One of the home’s best features is its east-west situation. “It gets the most perfect sunrises and sunsets,” Brant says.
Brant often envisions the Sharpless family rocking on the original wooden wraparound porch or pulling up the circular dirt drive in their horse and buggy. She also likes to imagine how they lived in the space before the dawn of electricity and indoor plumbing. The porch has since been torn down. The drive, formerly part of Stockford Road, is now asphalt.
The Brants purchased the 3,000-square-foot home as is, and they fully expected to uncover structural problems while renovating. “I didn’t care what was wrong with her, I was willing to fix it all,” Brant says. “You could tell all the people who lived here before us loved it, and they took really good care it. Structurally, she was in great shape.”
Brant points to where a drop ceiling had been installed in the kitchen. “[It] had to be hiding something, right?” she notes.
As it turns out, a few modern updates were all the house needed. The goal was to create a “blank canvas.” For starters, they replaced the ’70s-era asphalt roof with more energy-efficient metal, rewired the electric, and removed old radiators to install central heat and air conditioning. “The radiators were really beautiful, but we didn’t want the oil,” Brant says.
They also hung ceiling fans with dimmer lights in every room— ideal for temperate months when screens allow for fresh air.
“I thought for sure we’d have to replace all the original leaded-glass windows and that we’d be broke for the rest of our lives,” Brant says, only half-joking.
None of the windows needed repairing, so they moved to the interior. They peeled off the wild floral wallpaper from the ’80s, did some plastering and painting, and pulled up the wall-to-wall carpet to reveal original hardwood floors in mint condition. The stucco exterior was white with contrasting black shutters. They painted it a pale gray that shows a hint of pink in certain light. “You see that pink, too?” Brant poses. “Isn’t that amazing?”
While Brant favors all things old—spaces, objects and general simplicity—her husband and the boys prefer a house that’s “new and open.” Sure, 19th-century architecture comes with its fair share of quirks (shallow closets, squeaky floorboards, mysterious nooks), but a few updated amenities made for a balance that appeases the whole gang.
James completely updated the kitchen, installing an island and shaker cabinets topped with an earth-tone granite. And while you’ll spot a few of Brant’s early American antiques in the home, an icebox isn’t one of them. Stainless steel appliances offer convenience and a contemporary bent, as does a corner banquette hugging a circular farmhouse table. Brant brushed an ivory porch paint across the wood floors. Foot and paw traffic from Lacey, the family’s 8-year-old Chihuahua-Pomeranian mix, adds a patina that screams “farmhouse.” While new, a distressed Persian rug and woven leather stools appear rustic.
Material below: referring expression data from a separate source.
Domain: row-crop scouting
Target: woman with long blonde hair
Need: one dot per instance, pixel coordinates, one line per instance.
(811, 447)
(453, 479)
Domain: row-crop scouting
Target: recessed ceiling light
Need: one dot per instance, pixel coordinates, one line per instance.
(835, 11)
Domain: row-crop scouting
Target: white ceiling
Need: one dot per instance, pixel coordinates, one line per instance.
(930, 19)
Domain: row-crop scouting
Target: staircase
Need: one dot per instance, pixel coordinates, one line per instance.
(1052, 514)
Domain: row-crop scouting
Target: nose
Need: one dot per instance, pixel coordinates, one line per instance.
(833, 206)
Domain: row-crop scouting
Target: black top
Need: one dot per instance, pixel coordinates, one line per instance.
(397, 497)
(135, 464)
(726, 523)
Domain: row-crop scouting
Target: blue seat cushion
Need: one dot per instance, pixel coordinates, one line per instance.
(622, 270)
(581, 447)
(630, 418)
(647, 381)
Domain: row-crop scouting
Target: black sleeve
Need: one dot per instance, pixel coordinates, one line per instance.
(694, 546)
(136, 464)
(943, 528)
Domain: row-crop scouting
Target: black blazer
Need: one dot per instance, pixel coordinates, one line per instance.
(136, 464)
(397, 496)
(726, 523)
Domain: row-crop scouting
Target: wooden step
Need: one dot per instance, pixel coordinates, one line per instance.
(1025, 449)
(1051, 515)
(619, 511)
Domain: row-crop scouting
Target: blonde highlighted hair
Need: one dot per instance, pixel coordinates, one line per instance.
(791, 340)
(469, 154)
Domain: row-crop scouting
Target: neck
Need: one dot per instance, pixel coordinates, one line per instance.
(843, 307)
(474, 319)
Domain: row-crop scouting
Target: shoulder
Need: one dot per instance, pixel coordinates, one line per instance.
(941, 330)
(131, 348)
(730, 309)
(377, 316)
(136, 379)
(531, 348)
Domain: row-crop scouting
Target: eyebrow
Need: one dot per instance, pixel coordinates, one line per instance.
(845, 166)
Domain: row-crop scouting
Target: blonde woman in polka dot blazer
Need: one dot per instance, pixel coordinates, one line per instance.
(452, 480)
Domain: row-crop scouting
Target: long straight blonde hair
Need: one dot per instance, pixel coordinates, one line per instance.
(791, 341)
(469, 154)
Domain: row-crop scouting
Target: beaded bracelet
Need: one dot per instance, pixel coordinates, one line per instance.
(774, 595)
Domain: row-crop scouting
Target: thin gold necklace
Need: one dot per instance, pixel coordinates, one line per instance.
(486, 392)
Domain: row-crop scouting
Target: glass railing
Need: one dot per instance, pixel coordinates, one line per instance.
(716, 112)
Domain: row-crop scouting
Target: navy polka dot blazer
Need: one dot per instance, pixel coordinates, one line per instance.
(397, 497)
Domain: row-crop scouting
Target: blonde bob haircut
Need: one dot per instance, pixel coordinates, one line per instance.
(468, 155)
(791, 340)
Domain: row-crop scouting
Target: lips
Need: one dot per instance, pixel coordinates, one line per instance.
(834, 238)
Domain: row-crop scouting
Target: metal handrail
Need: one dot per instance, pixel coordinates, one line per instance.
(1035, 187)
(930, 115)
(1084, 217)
Elsewhere downstairs, there’s a great room, a formal dining room, a split-level family room, an enclosed porch, and a laundry off the side-entry mudroom. Upstairs, you’ll find four bedrooms and a sunroom just wide enough for a small daybed. Throughout most of the house, massive windows offer views of vast fields of sycamores, dogwoods, white oaks, beech and hickories. Rose of Sharon is also abundant, and Brant has planted perennials like aster, bluebells and milkweed to attract butterflies. “There were two beautiful maple trees, but they rotted in the middle, so we had to cut them down,” she says. “But isn’t it like a painting out of every window?”
Brant’s favorite indoor space is the south-facing “Blue Room,” where sun spills in from all sides to break up the shadows. It’s been painted white and renamed the “Piano Room,” after the Kohler & Campbell version James and the kids play. (They had to downsize from the baby grand at their former house.) An acoustic guitar leans against a wall, available to anyone who passes by.
In another corner of the room, an H-frame easel showcases a child’s drawing. Beside it, a wood shoe-polishing kit holds brushes and solvents. At the center of space, an ivory sofa faces an antique Franklin stove. An old chest serves as coffee table. “This is our music, art and reading room,” Brant says. “We spend a lot of time in here.”
Behind the black stove, a wall of tiles is the only artefact remaining from the Blue Room. Above it, Brant has hung a large palm cyanotype made by a high school friend. Other personal touches include the brown bears her late mother, Candace Anderson, collected; handbound books from James’ father; and several items Brant brought home after relocating her retail space from the Chadds Ford Barn Shops to Works Kennett Square (pottery, plants, pillows with kilim and Mexican embroidery).
On display between rooms are more collectibles and works by Brant’s mom, a real estate broker and visual artist with an affinity for tasteful furnishings. Other items include antique mirrors, Wyeth prints, and a framed montage of the Phish tickets James collected in the 1990s.
The intended family room—cozy, with its own fireplace and sliding glass exit to the yard—serves as James’ office and music studio. He’s a singer/songwriter and a computer engineer. A would-be formal dining room is now a place to flop down in front of the TV.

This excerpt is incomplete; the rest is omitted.